This invention relates to bookbinding and, more particularly, to book cover applicators for applying covers to fillers or book blocks which may be made up of a stack of sheets, signatures or folios which have been secured together along one edge. The invention is suitable for use in making hard cover books, paper backs, notebook pads, pamphlets and the like.
Modern bookbinding machines are complex generally automated devices designed primarily for large scale mass production bookbinding operations in which sheets are fed to a holding device, and assembled into multiple sheet signatures or folios which are then stitched and bound to covers. These machines, however, cannot be used effectively and economically in small scale bookbinding operations in which limited numbers of books or the like are to be bound.

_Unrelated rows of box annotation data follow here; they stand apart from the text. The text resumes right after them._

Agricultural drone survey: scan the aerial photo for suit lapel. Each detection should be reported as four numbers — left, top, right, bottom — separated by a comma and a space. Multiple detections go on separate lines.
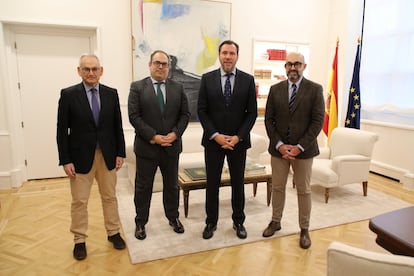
288, 78, 308, 113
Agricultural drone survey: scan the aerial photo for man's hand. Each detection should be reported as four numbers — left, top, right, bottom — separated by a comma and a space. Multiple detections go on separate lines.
63, 163, 76, 178
278, 144, 301, 160
115, 156, 124, 171
152, 132, 177, 147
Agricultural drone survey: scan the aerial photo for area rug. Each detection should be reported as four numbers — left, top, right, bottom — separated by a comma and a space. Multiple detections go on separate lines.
117, 180, 410, 264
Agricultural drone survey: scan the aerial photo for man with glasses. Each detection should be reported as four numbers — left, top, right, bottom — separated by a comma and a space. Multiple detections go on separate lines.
197, 40, 257, 239
128, 50, 190, 240
263, 53, 325, 249
57, 55, 125, 260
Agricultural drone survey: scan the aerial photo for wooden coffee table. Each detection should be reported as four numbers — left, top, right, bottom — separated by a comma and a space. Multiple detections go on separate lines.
178, 168, 272, 217
369, 206, 414, 257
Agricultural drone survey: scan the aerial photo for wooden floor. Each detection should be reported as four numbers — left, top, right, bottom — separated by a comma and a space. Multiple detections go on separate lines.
0, 174, 414, 276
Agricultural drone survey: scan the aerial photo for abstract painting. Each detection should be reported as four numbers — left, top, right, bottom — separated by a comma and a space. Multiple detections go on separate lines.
131, 0, 231, 121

Books of this type are commonly assembled by a sheet sorter or collator which operates in line with a duplicator or press and deposits the sheets in stacks into an array of receiving bins, jogs the stacked sheets so as to align at least one of their edges in a single plane, and secures or bonds the sheets together along the one aligned edge or spine to form a book block or filler. Until this invention, book covers have commonly been applied to this type of book in small scale bookbinding operations almost entirely by hand.
As used in this specification the terms "book block" and "filler" are synonomous and mean a stack of individual sheets, bound or stitched folios, or signatures which have been bonded together along one edge forming the spine. A "book" will be understood to comprise a "filler" or "block" and a "cover" bonded to the filler or block along its spine.